Article proposé le jeudi 8 décembre 2005, par Jean-Pierre Nizet


Pourquoi des jeunes, en grande majorité mineurs, se sont retrouvés ce vendredi 4 novembre place Abbal à la Reynerie pour y brûler des voitures et ouvrir le bal détestable des violences urbaines à Toulouse ?

Comprendre ne veut pas dire simplifier d’autant que beaucoup d’éléments souterrains nous échappent. Cependant, nous avons la responsabilité dans ce journal de proposer des réponses. Alors pourquoi ?

D’abord, pour faire comme dans les autres cités, la violence étant souvent épidémique. Ensuite, parce que le bouclage du quartier, qui a duré plus d’un mois au printemps dernier, était encore dans tous les esprits. Il y avait là de la part de ces jeunes une réelle volonté de s’affronter avec les forces de l’ordre.
Enfin, osons ajouter que ces jeunes sont pour la plupart déstructurés et piégés par une logique d’autodestruction, de haine de soi et des autres. Comme le dit Yazid Kherfi, venu nous rendre visite à To7, « les jeunes des quartiers sont aujourd’hui plus nihilistes ».

Beaucoup ont voulu faire des incendiaires les porte-parole d’un mouvement social alors que cette révolte était une révolte sans mots. Les bandes étaient composées en grande partie de garçons ados et préados qui ne revendiquaient rien. Peut-être que cet exercice de la violence était leur façon d’exister au monde et de se faire connaître ? Violence alors identitaire mais pas politique.
L’enjeu est justement de reprendre le dialogue avec ces jeunes pour aller vers plus de conscience politique.

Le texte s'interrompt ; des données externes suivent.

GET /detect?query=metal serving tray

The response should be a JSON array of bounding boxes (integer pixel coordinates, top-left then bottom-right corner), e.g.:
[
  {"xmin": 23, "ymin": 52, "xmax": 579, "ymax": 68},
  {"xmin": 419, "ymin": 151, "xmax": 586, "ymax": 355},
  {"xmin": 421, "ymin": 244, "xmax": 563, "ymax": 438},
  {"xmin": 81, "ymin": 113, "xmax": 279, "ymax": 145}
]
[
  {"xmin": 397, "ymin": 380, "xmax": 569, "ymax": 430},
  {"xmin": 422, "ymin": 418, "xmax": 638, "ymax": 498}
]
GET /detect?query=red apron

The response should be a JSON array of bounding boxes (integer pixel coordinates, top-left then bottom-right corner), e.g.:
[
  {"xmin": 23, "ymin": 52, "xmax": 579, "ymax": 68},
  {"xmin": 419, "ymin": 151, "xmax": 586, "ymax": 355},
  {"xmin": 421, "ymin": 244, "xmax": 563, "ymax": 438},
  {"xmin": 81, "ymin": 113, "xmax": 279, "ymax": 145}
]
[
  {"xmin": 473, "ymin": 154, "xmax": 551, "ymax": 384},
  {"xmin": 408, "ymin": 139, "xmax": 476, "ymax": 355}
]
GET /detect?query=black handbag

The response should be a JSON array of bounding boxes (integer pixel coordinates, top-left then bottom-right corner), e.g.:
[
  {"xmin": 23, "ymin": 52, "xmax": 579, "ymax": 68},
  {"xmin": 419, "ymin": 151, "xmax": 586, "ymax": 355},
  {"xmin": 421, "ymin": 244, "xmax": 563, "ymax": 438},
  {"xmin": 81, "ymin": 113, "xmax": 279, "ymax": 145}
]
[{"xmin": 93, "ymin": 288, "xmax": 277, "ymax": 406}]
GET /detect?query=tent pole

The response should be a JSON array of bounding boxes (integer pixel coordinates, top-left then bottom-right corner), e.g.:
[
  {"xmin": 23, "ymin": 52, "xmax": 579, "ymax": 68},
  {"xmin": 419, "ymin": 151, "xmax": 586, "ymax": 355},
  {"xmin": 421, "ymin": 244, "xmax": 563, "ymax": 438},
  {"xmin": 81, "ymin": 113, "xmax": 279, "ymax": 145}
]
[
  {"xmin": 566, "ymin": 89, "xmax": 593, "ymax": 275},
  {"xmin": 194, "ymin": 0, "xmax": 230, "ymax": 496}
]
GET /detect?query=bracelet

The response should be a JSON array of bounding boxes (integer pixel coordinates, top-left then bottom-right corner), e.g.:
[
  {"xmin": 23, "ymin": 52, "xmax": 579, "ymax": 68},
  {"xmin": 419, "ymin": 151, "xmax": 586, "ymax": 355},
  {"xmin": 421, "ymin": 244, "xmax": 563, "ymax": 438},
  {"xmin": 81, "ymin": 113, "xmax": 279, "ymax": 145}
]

Beaucoup ont voulu voir aussi dans ces violences une émeute raciale ou « ethnico-religieuse ».
Il faut rappeler à ceux-là que ces violences, ce sont les habitants du Mirail, en majorité issus de l’immigration, qui les subissent. Ce sont leurs voitures qui brûlent. Ce sont eux qui subissent l’arrêt des transports en commun, les bombes lacrymogènes et assourdissantes, le bruit des hélicoptères qui prolonge jusque dans la nuit celui des pelles mécaniques du GPV.
Ce sont les femmes du quartier qui pleurent devant l‘école maternelle.
Ce n’était pas le Mirail contre les autres quartiers. Mais le Mirail contre le Mirail.

Ayant dit cela, il faut tout de suite ajouter que ces violences ne se sont pas produites n’importe où mais dans des quartiers à habitat social. Elles sont aussi le fruit noir d’un terreau que nous connaissons trop bien. Celui du chômage de masse (44% de taux de chômage sur la Reynerie) alors que le Mirail accueille la quasi totalité des industries de Toulouse.
Celui des discriminations au logement et à l’emploi. ¼ des jeunes demandeurs d’emploi que nous accueillons à To7 ont fait des études supérieures. Pourtant, ils n’arrivent pas à sortir des contrats précaires ou de l’intérim et par conséquent, n’arrivent pas non plus à se loger avec le produit de leur travail.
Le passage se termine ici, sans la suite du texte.